By the early 1980s, there were stirrings of reform. IBM awarded $50 million in grants to five engineering schools to help develop graduate programs in manufacturing. The National Science Foundation, traditionally a bastion of elite ``engineering science,'' began supporting ``Engineering Research Centers'' at American universities that are working on the production arts.

Now MIT is starting its own ``Leadership in Manufacturing'' program. Students will receive fellowships to work with individual companies on the shop floor, along with their course studies, and in two years will receive a master's in both management and manufacturing. The main point of the program is to give manufacturing new prestige among students. ``If [faculty] do nothing but esoteric research, students think that's all that has value,'' Professor Bowen says.

Even before the leadership program begins, there are signs of change. New technologies such as robotics have given the factory a luster it didn't have before. The number of graduate students in manufacturing-related subjects has ``exploded,'' says MIT professor Ming Tse, from only 20 or 30 students 10 years ago to upwards of 150 today. (In the United States, student membership in the Society of Manufacturing Engineers has grown by more than 80 percent since 1978.) For tenure decisions, the faculty is now asking whether a candidate's research has had any impact on practice, Bowen adds.

There have been changes in the workplace as well. General Electric awarded two of its prestigious Steinmetz awards last year to manufacturing engineers, which is ``totally unprecedented,'' says Fred Garry, vice-president of Engineering and Manufacturing Services.

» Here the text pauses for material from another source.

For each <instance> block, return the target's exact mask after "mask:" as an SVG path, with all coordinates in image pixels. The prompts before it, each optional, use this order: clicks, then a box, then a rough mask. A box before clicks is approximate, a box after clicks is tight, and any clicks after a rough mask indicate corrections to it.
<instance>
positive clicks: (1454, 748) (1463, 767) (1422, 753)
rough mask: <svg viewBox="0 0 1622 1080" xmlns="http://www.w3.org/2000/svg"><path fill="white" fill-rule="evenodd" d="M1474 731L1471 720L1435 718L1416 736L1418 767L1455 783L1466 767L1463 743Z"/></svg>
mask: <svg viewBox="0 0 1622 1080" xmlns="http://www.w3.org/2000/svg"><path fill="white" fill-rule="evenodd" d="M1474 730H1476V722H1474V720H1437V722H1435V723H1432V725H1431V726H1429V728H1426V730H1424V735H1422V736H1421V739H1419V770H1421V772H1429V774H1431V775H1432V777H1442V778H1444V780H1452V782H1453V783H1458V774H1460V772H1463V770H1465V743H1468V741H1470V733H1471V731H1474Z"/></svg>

``It's a beginning,'' Tsurumi observes. ``But I don't call it a turnaround.''

``The staff in manufacturing at most companies is as moribund as can be,'' says David Hardt, director of MIT's Laboratory for Manufacturing and Productivity. Starting salaries for industrial engineers are still lowest of all engineering fields, according to the placement office at Stanford's school of engineering. Even small high-tech companies, regarded as the last refuge of tinkerers, are falling prey to the engineering ``caste'' system. ``[Manufacturing] guys are still left out of meetings,'' says Peter Lowe, president of Interform, a Silicon Valley design consulting firm. ``Their absence is conspicuous.''

Academia can be equally slow to change. The ``publish or perish'' syndrome is especially hard on those who strive to solve problems rather than analyze them. MIT's Sachs says his grant proposals are often criticized for being ``too applied'' and not sufficiently theoretical. ``Why isn't it better because it's a technique the country needs?'' he asks.